There is no field that is jointly written by two consumers. Conflicts are therefore reduced to "is this incoming event newer than what I last applied for my own slice?" — answered by the vector-clock column.

When the consumer sees incoming.vectorClock < stored.vc_<service>, it:

  1. logs projection.skipped_stale,
  2. records inbox.result = 'dropped_stale',
  3. emits no projection.updated.v1 event.

When incoming.vectorClock > stored.vc_<service>, the slice is overwritten and the vector clock advances.

When ==, the consumer treats it as duplicate; the inbox unique constraint on event_id already short-circuits this path.

2.3 Recovery & rebuild

Three recovery mechanisms:

  1. Outbox publisher catch-up — runs continuously; handles transient Pub/Sub publish failures.
  2. Drift sweep — every 5 minutes, picks 1 000 hotel_index_entries rows updated in the last hour and re-emits a projection.updated.v1 if the OpenSearch document hash differs.
  3. Full reindexIndexBuild orchestration consumes a BigQuery archive of canonical events from since_ts, replays them into a fresh OpenSearch index melmastoon-search-v<n>-<region>, then atomically swaps the melmastoon-search-current alias. See APPLICATION_LOGIC § StartIndexRebuild and DEPLOYMENT_TOPOLOGY § index swap runbook.

Postgres is always the canonical projection — OpenSearch and Redis can be wiped and rebuilt at any time without data loss.

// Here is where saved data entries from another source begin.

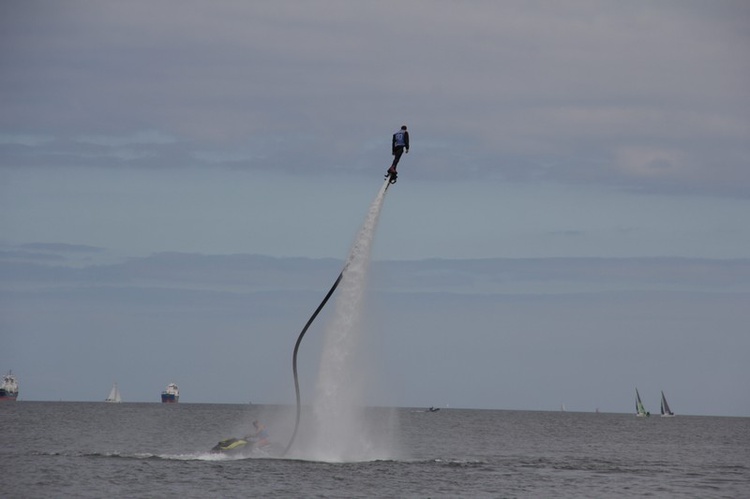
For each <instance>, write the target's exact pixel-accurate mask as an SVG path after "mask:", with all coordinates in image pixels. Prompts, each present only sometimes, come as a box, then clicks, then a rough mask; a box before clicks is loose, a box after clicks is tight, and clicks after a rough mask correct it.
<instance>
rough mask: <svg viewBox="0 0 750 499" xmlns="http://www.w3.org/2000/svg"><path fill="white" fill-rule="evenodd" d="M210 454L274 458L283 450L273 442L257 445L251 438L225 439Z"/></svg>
mask: <svg viewBox="0 0 750 499" xmlns="http://www.w3.org/2000/svg"><path fill="white" fill-rule="evenodd" d="M209 452H211V454H225V455H228V456H274V457H279V456H281V455H282V454H283V453H284V448H283V447H282V446H281V445H280V444H278V443H275V442H269V443H267V444H265V445H258V441H257V440H255V439H253V438H251V437H241V438H234V437H232V438H225V439H224V440H222V441H220V442H219V443H218V444H216V445H214V446H213V447H212V448H211V450H210V451H209Z"/></svg>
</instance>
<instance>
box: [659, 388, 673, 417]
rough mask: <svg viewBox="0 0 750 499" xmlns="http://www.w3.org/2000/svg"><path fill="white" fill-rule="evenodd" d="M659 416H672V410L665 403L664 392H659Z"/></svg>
mask: <svg viewBox="0 0 750 499" xmlns="http://www.w3.org/2000/svg"><path fill="white" fill-rule="evenodd" d="M661 417H663V418H671V417H674V412H672V411H671V410H670V409H669V404H667V397H665V396H664V392H663V391H662V392H661Z"/></svg>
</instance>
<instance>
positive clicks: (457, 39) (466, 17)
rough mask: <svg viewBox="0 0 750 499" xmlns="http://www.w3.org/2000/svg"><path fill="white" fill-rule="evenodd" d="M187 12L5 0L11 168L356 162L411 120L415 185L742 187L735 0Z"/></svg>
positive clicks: (738, 50) (409, 3)
mask: <svg viewBox="0 0 750 499" xmlns="http://www.w3.org/2000/svg"><path fill="white" fill-rule="evenodd" d="M190 5H191V8H185V4H184V3H180V4H179V8H176V7H177V4H173V3H171V2H160V3H158V4H153V3H150V2H143V3H139V2H129V3H128V4H123V5H120V4H106V5H97V6H91V5H88V4H86V3H77V2H72V3H67V4H66V7H65V8H61V7H56V6H55V4H52V3H51V4H48V8H47V9H45V10H44V12H42V13H39V12H36V11H32V9H30V8H29V7H28V6H27V5H26V4H14V5H12V6H10V7H6V11H7V12H6V14H7V15H6V16H4V18H5V19H6V20H5V21H4V22H3V24H4V28H5V34H4V35H3V42H4V43H3V47H4V48H3V49H2V50H3V52H2V57H3V65H4V67H5V68H6V69H7V70H6V71H4V72H3V73H2V76H0V105H2V107H3V109H4V113H3V116H1V117H0V133H4V134H6V135H5V136H6V137H9V136H13V137H16V139H14V140H13V141H11V142H10V143H9V142H8V140H6V141H4V142H3V141H0V146H3V149H0V154H2V157H3V158H4V159H3V161H2V164H3V165H8V164H15V165H17V166H18V165H22V166H33V165H42V164H44V165H48V164H56V163H58V162H60V163H63V164H65V163H66V161H68V160H69V161H70V162H71V163H76V162H78V163H80V164H90V165H92V166H97V165H102V164H106V165H112V164H115V165H118V166H130V165H138V166H144V167H149V168H160V167H163V166H165V165H166V166H180V165H183V164H185V163H186V162H188V163H190V164H209V165H213V166H216V165H219V164H223V165H225V166H227V167H230V168H259V169H274V170H279V169H281V170H285V171H289V172H292V173H294V174H297V175H305V174H307V173H306V172H308V171H310V170H311V169H313V170H314V171H315V172H316V174H327V175H332V174H337V173H339V172H340V171H341V170H342V169H351V170H352V171H353V172H355V173H356V172H359V171H362V170H364V169H365V165H372V164H373V163H374V162H376V161H381V162H382V154H383V153H382V151H384V150H387V141H388V136H389V133H390V131H391V130H390V129H391V128H392V127H395V126H397V125H398V124H400V123H402V122H407V123H409V125H410V128H411V129H412V130H413V145H414V147H413V153H416V154H413V156H412V158H411V159H410V162H411V163H413V167H412V169H413V171H414V172H415V175H417V177H418V178H443V179H447V178H450V177H451V175H450V172H451V171H452V168H455V165H456V164H460V166H461V168H462V171H464V172H465V176H466V177H468V178H474V179H494V180H497V179H499V180H513V181H535V182H538V181H549V182H562V183H584V184H587V185H593V184H598V185H607V186H613V185H614V186H618V187H625V188H631V189H638V190H652V191H654V192H667V193H680V192H699V193H706V194H718V195H729V196H743V197H747V196H749V195H750V177H749V176H750V173H747V169H746V168H745V167H744V166H745V165H746V164H747V158H748V157H750V152H749V151H748V146H747V144H748V143H750V140H748V139H750V119H748V117H747V113H745V112H743V110H744V109H746V108H747V106H748V101H750V92H749V91H748V90H747V84H746V83H747V81H748V80H750V63H748V60H747V58H746V57H745V55H744V54H746V52H747V50H748V47H750V37H748V35H747V32H746V30H744V28H743V26H744V25H745V24H746V23H747V21H748V20H749V19H750V11H749V10H748V8H747V7H746V6H744V4H741V3H737V2H726V3H721V4H718V5H712V6H711V7H710V8H709V7H707V6H703V5H702V4H699V3H692V2H691V3H684V2H662V3H659V4H653V3H650V2H634V3H630V4H629V5H623V4H621V3H620V2H599V3H596V4H591V3H590V2H586V1H580V2H566V3H565V4H555V3H550V2H502V3H496V2H475V3H473V4H472V6H471V8H466V6H465V5H464V4H461V3H454V2H448V1H446V2H432V3H431V4H430V7H429V8H425V5H424V4H423V3H420V2H410V3H404V2H378V3H377V4H371V5H370V4H368V5H367V6H362V5H353V4H350V3H347V2H339V1H331V2H316V4H314V5H308V4H307V3H305V2H292V3H289V2H285V3H284V4H283V5H282V4H275V3H270V4H266V3H260V4H258V3H232V2H223V3H218V4H216V3H212V4H205V3H202V2H196V3H191V4H190ZM394 12H398V14H397V15H394ZM22 137H26V138H25V139H23V140H21V138H22ZM30 137H53V138H54V140H51V141H50V140H43V141H41V140H38V139H33V140H30V139H29V138H30ZM19 140H21V142H20V143H23V144H24V145H25V146H27V147H33V149H34V153H33V154H31V153H29V151H25V152H24V153H19V152H18V151H17V150H15V149H12V148H8V147H7V146H9V145H10V144H11V143H12V144H18V143H19V142H18V141H19ZM61 143H63V144H66V145H65V146H64V147H63V148H62V149H63V152H61V151H60V144H61ZM374 143H380V144H382V147H381V148H380V149H376V148H373V146H372V144H374ZM422 145H426V147H422ZM93 146H98V147H99V148H100V149H99V150H97V151H96V154H94V153H92V147H93ZM159 146H161V147H159ZM170 146H171V147H170ZM638 151H640V152H638ZM646 151H651V152H650V153H647V152H646ZM386 154H387V153H386ZM648 154H650V155H651V157H652V159H651V160H649V159H648V158H644V155H648ZM636 155H637V156H639V157H640V159H638V158H636V157H635V156H636ZM655 155H656V156H658V158H657V157H656V156H655ZM186 159H187V161H186ZM79 160H80V161H79ZM657 163H658V164H660V165H662V167H663V166H666V165H669V175H664V173H665V172H666V170H665V169H664V168H660V169H654V168H649V167H645V166H644V165H651V166H653V165H656V164H657ZM302 164H304V165H306V166H307V167H306V168H301V167H300V165H302ZM352 164H354V166H353V167H352V166H350V165H352ZM550 165H554V167H553V168H551V167H550ZM638 165H641V166H638ZM657 170H658V171H660V172H661V173H662V174H661V175H651V176H644V175H643V174H642V173H644V172H652V173H653V172H655V171H657ZM634 172H640V173H639V174H638V175H633V173H634Z"/></svg>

3. Read-side cache contract for bff-consumer-service

Although there is no client-side mirror, bff-consumer-service may cache responses. The contract:

  • Every search response carries a Cache-Control: public, max-age=60, stale-while-revalidate=120 for anonymous, non-personalized queries.
  • Every hotel-detail response carries Cache-Control: public, max-age=300, stale-while-revalidate=600.
  • Personalized responses (with X-User-Bucket set on a recommendation route, future) carry Cache-Control: private, max-age=30.
  • Surrogate keys: Surrogate-Key: hotel:<propertyId> hotel:<propertyId>:<currency> so a CDN can purge per-property on projection.updated.v1 if bff-consumer-service chooses to wire the webhook.

search-aggregation-service itself does not push to the CDN. It exposes GET /internal/v1/projection/changes (see API_CONTRACTS.md) so any cache layer can pull recent change keys and purge accordingly.

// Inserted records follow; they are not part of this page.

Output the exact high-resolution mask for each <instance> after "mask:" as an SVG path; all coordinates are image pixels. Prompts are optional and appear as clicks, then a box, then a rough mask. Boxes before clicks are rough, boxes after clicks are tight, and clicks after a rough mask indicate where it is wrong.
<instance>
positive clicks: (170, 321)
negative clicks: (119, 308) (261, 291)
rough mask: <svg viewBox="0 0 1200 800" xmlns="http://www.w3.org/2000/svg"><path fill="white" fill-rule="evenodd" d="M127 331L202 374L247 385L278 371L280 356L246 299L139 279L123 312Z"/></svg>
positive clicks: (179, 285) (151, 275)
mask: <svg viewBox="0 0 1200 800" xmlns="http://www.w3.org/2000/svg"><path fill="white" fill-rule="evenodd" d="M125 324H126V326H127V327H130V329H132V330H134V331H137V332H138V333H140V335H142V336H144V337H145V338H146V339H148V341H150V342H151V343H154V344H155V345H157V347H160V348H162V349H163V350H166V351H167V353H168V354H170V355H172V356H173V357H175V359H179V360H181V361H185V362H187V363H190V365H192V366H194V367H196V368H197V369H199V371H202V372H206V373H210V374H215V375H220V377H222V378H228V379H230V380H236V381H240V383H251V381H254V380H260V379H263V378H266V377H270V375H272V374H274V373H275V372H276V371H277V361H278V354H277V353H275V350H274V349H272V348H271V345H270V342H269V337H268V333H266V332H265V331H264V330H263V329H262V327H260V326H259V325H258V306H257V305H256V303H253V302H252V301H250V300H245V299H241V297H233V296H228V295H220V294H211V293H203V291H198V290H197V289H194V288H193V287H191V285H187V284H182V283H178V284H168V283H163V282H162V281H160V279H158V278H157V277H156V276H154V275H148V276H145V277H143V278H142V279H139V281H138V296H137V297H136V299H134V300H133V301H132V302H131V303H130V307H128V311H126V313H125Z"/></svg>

4. Forbidden patterns (will fail review)

  • A new Electron client that mirrors hotel_index_entries to a local SQLite — use the existing search API instead. The desktop must not "ship a search engine" with results from other tenants; that violates the cross-tenant boundary rules even though those rows are public, because the desktop client cannot enforce the allow-list contract over time.
  • Bidirectional sync (mobile or desktop write back to the index). All writes are event-driven; there is no client-write API.
  • A new "sync_state" table for any external client — every reader uses the search API.
  • Direct Postgres reads from bff-consumer-service against search.*. Reads must go through the public REST API to preserve degradation, caching, ranking, and rate-limit semantics.

5. Versioning

This service participates in server-side schema versioning only:

Versioned thingHow it's versionedBackward compat
Public REST APIURL /api/v<N>/… (see API_CONTRACTS.md)Two majors at once min. 90 d
Event payloadsevent.version integer + topic suffix .v<n>Topic-major break ⇒ new topic; producers dual-publish ≥ 30 d
OpenSearch index templatemelmastoon-search-v<n>-<region> index, one aliasAtomic alias swap, instant rollback
Postgres schemaexpand → backfill → contract, see MIGRATION_PLAN.mdOld code keeps running through expand & backfill phases

There is no client-side schema to coordinate with; rollouts are pure server orchestration.